I think it's that most, or nearly every code, is actually not critical and failure is ok. I would argue that code for every part of facebook is actually not critical. Of course it's bad if there's an error or the feed of instagram is actually not correct, or you can't send a message right now. But it's not critical, facebook will survive and the cost of eliminating those bugs is just not worth it. After all, unit tests only reduce the possibility of failure to an acceptable level. Amazons cloud had outages and amazon survived. It just about economics. The cost of hiring the right developers, writing and maintaining the code etc.

Writing code is not about solving a problem perfectly but delivering solutions under economic constraints.

> Here is this brilliant logical tool for reasoning about programs, in this case Hoare triples' descendent separation logic. Now let's figure out how we can keep our programmers from having to learn how to use it!

That's a good description of the Rust borrow checker, which is intended to be a sound analysis but a lot more restrictive than full separation logic.

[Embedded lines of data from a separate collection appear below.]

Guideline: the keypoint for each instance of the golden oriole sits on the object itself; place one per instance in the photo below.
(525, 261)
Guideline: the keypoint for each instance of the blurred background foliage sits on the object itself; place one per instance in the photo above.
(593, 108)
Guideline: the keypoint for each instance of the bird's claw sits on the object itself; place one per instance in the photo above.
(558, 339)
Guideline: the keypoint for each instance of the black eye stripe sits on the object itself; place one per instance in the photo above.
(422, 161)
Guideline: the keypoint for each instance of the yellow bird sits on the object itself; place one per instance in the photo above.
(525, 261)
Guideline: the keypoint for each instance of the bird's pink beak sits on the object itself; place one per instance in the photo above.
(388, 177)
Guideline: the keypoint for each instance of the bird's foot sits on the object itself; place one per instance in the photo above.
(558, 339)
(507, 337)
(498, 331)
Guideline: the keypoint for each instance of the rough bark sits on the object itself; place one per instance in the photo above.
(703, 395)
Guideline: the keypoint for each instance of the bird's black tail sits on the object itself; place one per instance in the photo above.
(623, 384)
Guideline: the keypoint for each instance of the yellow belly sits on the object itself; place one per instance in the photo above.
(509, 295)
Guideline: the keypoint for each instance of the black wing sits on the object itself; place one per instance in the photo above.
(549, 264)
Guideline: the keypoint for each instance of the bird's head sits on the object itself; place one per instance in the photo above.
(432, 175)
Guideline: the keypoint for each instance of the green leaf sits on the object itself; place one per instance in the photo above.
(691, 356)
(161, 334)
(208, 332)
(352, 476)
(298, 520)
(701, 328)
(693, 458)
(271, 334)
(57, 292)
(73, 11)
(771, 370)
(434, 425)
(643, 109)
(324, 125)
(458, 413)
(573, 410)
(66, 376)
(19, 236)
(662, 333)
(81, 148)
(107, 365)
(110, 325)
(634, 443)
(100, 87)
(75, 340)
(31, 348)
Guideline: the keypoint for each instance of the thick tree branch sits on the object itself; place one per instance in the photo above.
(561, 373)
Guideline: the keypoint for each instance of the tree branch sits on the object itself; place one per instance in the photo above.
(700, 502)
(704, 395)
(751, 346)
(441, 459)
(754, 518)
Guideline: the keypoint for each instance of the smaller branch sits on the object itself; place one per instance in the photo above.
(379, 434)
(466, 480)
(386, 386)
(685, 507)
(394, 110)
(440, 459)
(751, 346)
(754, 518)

Yes I think we need less abstraction. Best illustrated with RPC, when we try to treat it the same as local call we lose so much information. We want to reason about latency and failure so we need our language to represent this information and allow us to apply our logic to it.
It, like so many things, is a balancing act. How much does the working programmer need to know about binaries, symbol tables, platform calling conventions etc etc to use a debugger well? The author of a debugger absolutely has to, the user less so except in specialized circumstances. Allowing users to get at the inside-baseball bits of a tool without disenfranchising people that are focused on other areas of work seems ideal to me. RPC is unreasonable in that it makes unfair assumptions about the nature of the network. Seems to me insisting that programmers learn a good chunk of separation logic before knowing if a tool that uses the same internally is unreasonable in a like way. But a tool that _allows_ users that get some utility from it to learn separation logic if they need, now that's a well-designed tool.

If you can't use a tool without being an expert in it, the only people that will use that tool are experts and the techniques die out as the experts do.

I agree. Experience has taught me to hesitate to speak in absolutes absent a hard proof, but until I see a counter-example I'll believe that all abstractions are more or less leaky. Even pure functional programs have the observable side effect of using CPU time.

It's a difficult problem that I believe has no globally optimal solution. However, I think there's fruitful research to be done in better recognizing what ought to be abstracted and what ought not to be in some domain specific sort of way. Informally we do this already. For example it's relatively common knowledge that one shouldn't leak username validity via timing attacks, so in that case the processing time cannot be abstracted away.

1. This "unsoundness" was the subject of extensive (endless) discussions on the Infer team (as you can imagine). This spurred some theory and there are some precise theorems associated with how parts of Infer work. E.g., racerd has some theorems and over a period of a year saw no observed false negatives, so I'm not sure it's accurate to say that it's "just an ordinary unsound static analysis" (see https://dl.acm.org/doi/10.1145/3290370 and references).

2. Apart from that, to me, if logic inspires (part of) the design of an analyzer, that's perhaps more valuable than using logic to judge it after the fact, as analysis design is hard; and this is true even if analyzer ends up following part of the spirit if not the letter of the logic.

I believe I get where you care coming from, though, and appreciate your perspective. :)

Oh wow, this thread has attracted some notable participants. Much respect for your work. While you're here I've been wondering about applying all this stuff to the problem of having an unknown computing environment and bootstrapping a sane workspace on top of it. That might not make sense. I'm at a loss for how to explore the literature. Something like ubiquitous/pervasive computing with service discovery combined with foundational proof carrying code, certified compilers, verified stacks, etc.